Today is the fourth anniversary of my marriage to my wonderful wife, Miranda. Last night I asked her what she thought it must be like for those who have been married forty years. It seems like every day you learn a little more about the other person, so it is hard to imagine how close two people might become over not just years, but decades. When you spend almost every day of your life together you forget what it was like to live for yourself alone. Every decision, every action has consequences for the other person. In our four short years we’ve made two very big transitions—first from California to Oregon, then from Oregon to Texas—so it feels like we’ve been on a journey where we haven’t quite yet settled. I think this has given our first four years a continual sense of newness. We continue to begin, which I am sure is different than if we knew where we wanted to live already, or if we began having children already. Our future remains a bit more wide open and this is exciting.

I admit that I am a bit skeptical of people who give marriage advice who haven’t been married for more than, oh, three decades. “Til’ death do us part” is a serious commitment, an earnest covenant. While lifelong commitment to another person may be considered something you do for the long haul—and it is—it is also something you do hourly, daily, monthly, and as I’ve seen a few times now, yearly. It is investment, day in, day out.
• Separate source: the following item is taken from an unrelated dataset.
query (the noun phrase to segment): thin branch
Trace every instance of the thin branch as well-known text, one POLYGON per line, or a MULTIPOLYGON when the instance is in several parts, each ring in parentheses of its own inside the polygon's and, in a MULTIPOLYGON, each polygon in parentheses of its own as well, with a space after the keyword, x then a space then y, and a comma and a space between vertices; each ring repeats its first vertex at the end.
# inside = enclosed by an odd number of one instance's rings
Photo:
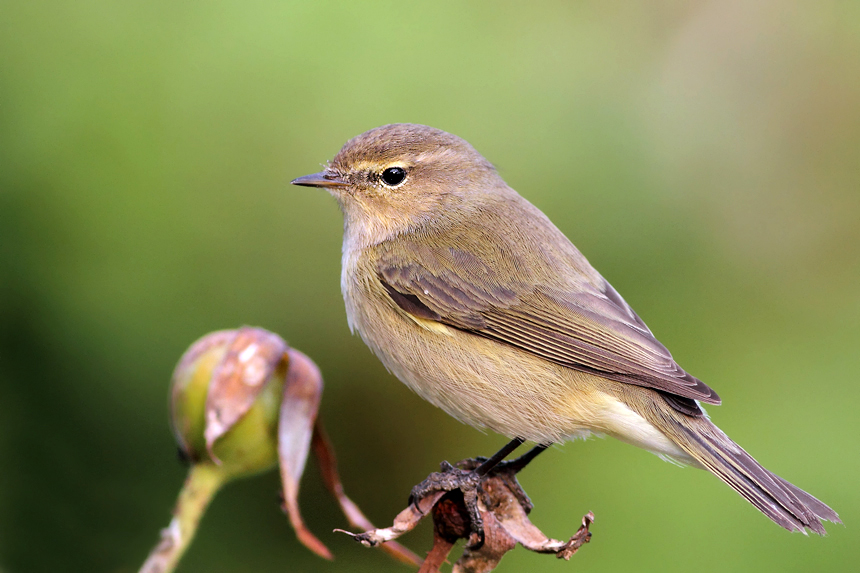
POLYGON ((161 530, 161 541, 147 557, 139 573, 171 573, 197 531, 200 517, 227 474, 212 463, 191 466, 179 492, 173 519, 161 530))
What I’ve found to be most amazing about these first four years is how you learn to encourage, motivate, and even entertain one another. There has been no one more inspiring to me than my wife. She has made great pursuits and I am having the opportunity to watch her reap some rewards for her efforts. Likewise, she has been the one person who can hold me together with all my neurotic anxiety and over-caffeinated monologues about the world around us. She is the one person who is willing to listen to me on a day-to-day basis. That is commitment. She motivates me to keep pursuing my dreams, even when I would have likely quit by now if it weren’t for her support.

The most unanticipated aspect of our marriage has been how often Miranda makes me laugh. She is one of the most hilarious people I’ve ever known. She has learned how to make me smile and chuckle, and she keeps pursuing those aims with vigor, usually quite successfully. This has brightened my life substantially, making each day a little better, a little easier, a little more enjoyable, and over four years this has added up to a whole lot of joy, happiness, and laughter.

I anticipate that this next year will be more of the same, and I look forward to smiling and laughing with my best friend for many, many more years.

I love you Miranda Jane. Happy 4th Anniversary.